Though it might seem to a third party that these conversations are frivolous or inconsequential, I’ve found that in these moments of silliness and animation lies the true soul of LitWorld. I believe all Seven Strengths are flexed in a moment of talking about something that makes you want to jump out of your chair and hurt your stomach in a fit of giggles. In tasting each other’s joy, we are nourished by the sweetness of another’s spirit; we step farther into their corner, closer to the voice in their mind and the flutter in their heart, and deeper into the maze of their story.
Sometimes joy comes in unexpected circumstances. On Skype a few weeks ago, Melissa and I played Rose, Bud, Thorn with the Power Women, a group of HIV positive women who found each other and LitWorld in Kibera, Kenya. Doreen, Roda, Marla, Mary, and Helen said their Roses were that they were feeling better that week than they had the last. Many of the women said their bud was the political rally that was happening the following Monday; several of them also named the rally as their Thorn because they were nervous about it. The women's Thorns varied, and several of them said they had no Thorn that week. The women were, and always are, so happy - joking with each other, clapping and cheering after each person shares, and hooting in laughter any chance they get.

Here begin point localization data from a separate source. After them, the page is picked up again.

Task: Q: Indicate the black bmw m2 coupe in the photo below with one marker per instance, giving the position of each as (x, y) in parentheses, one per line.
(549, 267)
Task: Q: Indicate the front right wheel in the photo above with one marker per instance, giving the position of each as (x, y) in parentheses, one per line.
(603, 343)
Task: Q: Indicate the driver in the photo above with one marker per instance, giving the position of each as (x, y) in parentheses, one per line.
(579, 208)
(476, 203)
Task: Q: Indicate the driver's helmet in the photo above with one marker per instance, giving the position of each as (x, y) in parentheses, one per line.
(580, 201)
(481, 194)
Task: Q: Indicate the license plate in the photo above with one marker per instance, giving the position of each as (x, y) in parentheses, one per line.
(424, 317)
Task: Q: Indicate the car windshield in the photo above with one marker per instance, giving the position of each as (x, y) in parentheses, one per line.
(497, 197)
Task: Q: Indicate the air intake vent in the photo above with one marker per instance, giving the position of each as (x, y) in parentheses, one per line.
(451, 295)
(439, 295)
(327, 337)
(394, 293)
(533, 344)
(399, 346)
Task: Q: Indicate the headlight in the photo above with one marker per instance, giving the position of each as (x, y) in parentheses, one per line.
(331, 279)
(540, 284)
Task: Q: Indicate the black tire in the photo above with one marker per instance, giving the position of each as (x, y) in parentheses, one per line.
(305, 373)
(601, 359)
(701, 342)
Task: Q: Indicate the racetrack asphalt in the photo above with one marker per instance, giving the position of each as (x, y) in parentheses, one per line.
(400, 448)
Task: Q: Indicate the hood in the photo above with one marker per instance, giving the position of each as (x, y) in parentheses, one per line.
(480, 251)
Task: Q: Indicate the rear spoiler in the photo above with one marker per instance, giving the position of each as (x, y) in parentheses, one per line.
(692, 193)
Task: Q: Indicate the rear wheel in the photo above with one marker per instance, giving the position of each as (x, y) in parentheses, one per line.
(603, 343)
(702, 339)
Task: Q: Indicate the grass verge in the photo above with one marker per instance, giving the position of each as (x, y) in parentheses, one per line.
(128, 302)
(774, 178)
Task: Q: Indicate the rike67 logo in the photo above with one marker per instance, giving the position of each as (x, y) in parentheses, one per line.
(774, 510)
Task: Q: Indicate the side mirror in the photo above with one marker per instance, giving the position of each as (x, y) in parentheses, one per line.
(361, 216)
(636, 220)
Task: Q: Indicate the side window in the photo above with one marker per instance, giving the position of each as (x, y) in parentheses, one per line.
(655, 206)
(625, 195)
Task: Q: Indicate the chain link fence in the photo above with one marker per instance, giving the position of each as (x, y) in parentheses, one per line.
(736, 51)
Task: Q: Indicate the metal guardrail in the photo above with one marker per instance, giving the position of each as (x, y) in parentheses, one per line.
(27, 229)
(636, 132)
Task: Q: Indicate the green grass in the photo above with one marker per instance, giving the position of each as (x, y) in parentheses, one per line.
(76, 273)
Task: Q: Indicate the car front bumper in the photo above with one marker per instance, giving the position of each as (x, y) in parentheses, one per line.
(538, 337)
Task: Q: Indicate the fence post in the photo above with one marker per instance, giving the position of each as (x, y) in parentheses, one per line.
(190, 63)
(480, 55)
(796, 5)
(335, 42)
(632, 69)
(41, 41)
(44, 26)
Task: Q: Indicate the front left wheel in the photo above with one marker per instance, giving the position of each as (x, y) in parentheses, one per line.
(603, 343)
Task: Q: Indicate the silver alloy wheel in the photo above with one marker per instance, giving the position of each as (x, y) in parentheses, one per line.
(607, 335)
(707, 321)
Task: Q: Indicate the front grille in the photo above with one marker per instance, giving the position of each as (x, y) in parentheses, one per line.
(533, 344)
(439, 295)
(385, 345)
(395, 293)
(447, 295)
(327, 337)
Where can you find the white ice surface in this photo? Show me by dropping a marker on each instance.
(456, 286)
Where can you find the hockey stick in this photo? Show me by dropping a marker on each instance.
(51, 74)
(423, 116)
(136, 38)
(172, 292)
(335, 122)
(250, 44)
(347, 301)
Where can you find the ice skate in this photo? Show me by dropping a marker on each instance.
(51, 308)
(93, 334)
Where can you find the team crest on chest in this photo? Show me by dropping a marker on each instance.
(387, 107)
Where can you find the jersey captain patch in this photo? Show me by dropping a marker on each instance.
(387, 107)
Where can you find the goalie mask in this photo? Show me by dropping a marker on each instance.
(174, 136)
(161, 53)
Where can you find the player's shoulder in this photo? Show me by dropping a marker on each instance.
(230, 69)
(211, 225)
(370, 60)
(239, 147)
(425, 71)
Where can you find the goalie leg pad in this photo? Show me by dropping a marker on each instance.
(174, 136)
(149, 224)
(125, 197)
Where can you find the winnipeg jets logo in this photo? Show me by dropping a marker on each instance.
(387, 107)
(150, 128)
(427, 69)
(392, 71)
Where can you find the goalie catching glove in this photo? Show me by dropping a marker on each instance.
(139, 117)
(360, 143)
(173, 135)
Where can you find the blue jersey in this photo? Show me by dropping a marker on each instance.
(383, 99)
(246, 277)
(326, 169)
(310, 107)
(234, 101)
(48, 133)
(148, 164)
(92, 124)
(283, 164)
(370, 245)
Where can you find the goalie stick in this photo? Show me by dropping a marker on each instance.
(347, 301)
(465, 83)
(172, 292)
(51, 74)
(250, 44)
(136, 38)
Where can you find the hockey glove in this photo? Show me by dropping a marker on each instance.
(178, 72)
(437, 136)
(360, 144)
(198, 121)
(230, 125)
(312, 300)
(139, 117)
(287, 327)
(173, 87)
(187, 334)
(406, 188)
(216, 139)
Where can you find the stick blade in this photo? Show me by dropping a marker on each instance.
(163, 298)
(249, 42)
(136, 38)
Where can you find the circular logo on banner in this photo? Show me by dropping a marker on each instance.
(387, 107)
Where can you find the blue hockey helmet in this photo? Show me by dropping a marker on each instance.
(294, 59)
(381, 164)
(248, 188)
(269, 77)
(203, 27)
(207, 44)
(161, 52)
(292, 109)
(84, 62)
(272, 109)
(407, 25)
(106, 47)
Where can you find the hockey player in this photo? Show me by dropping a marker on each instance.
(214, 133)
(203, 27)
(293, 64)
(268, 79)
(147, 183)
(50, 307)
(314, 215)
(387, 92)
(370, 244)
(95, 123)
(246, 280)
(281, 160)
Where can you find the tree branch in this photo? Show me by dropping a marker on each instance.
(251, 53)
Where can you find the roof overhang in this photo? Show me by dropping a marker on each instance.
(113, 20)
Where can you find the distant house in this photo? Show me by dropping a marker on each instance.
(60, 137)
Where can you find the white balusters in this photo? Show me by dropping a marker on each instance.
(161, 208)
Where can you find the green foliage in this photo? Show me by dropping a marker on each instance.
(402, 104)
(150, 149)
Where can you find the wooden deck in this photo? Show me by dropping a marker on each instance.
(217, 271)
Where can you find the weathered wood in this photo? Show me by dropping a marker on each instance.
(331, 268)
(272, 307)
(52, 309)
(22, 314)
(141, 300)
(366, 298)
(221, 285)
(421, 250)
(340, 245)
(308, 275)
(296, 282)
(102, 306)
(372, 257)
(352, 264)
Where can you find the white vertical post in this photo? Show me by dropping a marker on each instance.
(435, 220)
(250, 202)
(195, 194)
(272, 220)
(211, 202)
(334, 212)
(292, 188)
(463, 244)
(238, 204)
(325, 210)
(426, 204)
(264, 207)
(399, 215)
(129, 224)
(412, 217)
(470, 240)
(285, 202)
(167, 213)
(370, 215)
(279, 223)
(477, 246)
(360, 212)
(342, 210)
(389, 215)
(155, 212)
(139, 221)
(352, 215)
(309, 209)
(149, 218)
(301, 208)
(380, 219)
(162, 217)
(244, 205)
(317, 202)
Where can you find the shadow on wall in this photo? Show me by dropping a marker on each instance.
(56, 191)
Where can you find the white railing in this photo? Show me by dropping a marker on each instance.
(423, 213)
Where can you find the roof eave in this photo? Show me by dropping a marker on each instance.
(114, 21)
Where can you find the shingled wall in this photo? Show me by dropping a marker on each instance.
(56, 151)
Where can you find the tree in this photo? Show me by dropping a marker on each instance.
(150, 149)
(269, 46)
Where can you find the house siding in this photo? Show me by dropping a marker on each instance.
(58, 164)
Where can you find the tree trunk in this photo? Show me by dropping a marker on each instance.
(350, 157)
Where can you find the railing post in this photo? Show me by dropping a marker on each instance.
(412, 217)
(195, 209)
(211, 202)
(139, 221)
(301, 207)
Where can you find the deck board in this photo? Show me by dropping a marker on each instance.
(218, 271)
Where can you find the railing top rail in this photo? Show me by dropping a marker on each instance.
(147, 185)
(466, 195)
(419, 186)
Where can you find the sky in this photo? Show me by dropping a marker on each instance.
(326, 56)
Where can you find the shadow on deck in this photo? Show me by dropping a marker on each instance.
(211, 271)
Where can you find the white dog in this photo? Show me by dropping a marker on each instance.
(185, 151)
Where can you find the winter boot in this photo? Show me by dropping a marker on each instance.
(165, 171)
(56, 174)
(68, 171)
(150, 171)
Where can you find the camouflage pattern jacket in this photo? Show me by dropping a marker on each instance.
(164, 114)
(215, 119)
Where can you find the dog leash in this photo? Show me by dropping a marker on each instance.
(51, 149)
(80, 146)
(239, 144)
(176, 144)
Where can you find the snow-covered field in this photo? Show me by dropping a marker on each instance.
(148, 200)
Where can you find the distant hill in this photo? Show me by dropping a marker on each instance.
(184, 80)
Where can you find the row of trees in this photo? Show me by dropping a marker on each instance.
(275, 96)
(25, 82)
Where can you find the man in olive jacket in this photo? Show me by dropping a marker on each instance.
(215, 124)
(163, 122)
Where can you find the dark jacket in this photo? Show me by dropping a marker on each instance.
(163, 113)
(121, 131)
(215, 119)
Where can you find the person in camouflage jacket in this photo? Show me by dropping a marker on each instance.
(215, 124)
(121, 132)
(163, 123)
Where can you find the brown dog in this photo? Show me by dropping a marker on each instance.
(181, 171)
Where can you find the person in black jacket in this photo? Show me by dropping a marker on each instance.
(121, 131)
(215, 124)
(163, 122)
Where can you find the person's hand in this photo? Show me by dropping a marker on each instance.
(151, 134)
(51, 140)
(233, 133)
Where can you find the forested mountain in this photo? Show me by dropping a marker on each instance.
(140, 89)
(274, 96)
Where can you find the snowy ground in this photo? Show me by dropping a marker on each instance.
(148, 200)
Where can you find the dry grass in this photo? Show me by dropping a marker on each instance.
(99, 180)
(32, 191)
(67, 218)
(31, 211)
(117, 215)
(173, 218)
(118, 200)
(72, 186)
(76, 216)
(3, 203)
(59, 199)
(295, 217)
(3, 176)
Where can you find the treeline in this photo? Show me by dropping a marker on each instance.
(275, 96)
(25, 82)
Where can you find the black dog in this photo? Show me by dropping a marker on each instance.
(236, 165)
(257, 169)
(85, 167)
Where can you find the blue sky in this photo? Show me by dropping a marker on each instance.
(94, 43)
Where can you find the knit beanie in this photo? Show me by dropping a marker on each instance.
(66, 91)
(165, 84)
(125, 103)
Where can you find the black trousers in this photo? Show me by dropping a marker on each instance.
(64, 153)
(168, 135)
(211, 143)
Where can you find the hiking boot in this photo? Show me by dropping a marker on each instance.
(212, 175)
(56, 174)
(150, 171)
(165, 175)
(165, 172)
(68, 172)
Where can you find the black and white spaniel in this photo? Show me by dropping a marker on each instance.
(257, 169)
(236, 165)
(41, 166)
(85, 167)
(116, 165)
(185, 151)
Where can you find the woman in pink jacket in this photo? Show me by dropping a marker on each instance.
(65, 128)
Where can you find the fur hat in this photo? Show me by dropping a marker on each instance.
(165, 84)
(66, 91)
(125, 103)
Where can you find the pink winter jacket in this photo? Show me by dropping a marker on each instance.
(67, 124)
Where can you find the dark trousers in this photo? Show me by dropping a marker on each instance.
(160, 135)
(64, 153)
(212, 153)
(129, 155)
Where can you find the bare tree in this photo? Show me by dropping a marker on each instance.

We laugh a lot at LitWorld: in the office over Ana’s latest food challenge woes, via Skype while dancing with the Power Women, or at the Polo Grounds when Melissa and I ask for a clarification of which lead singer belongs to which boy band. And each time we experience laughter together, we express another scene of our own story, and read a passage from someone else’s.
When I picture a “learning experience as an intern,” the image that comes to mind is of coffee-carrying and fax-sending, learning to follow orders and meet deadlines. And while I've had my fair share of runs to the printer, and evolved in my style of work ethic, the deepest and truest moments of learning at LitWorld for me revolve around ear-to-ear smiles, happy-squinting eyes, and doubled-over laughing.
We cannot ring out every drop in every moment of life without breaking open its piñata and dancing in the shower of candy. At LitWorld, these tiny fiestas are constant, and it is through these celebrations of the big and small – the funny faces, the misunderstood song lyrics, the inexplicable inside jokes – that we realize the true gifts we have and the strengths we can share together.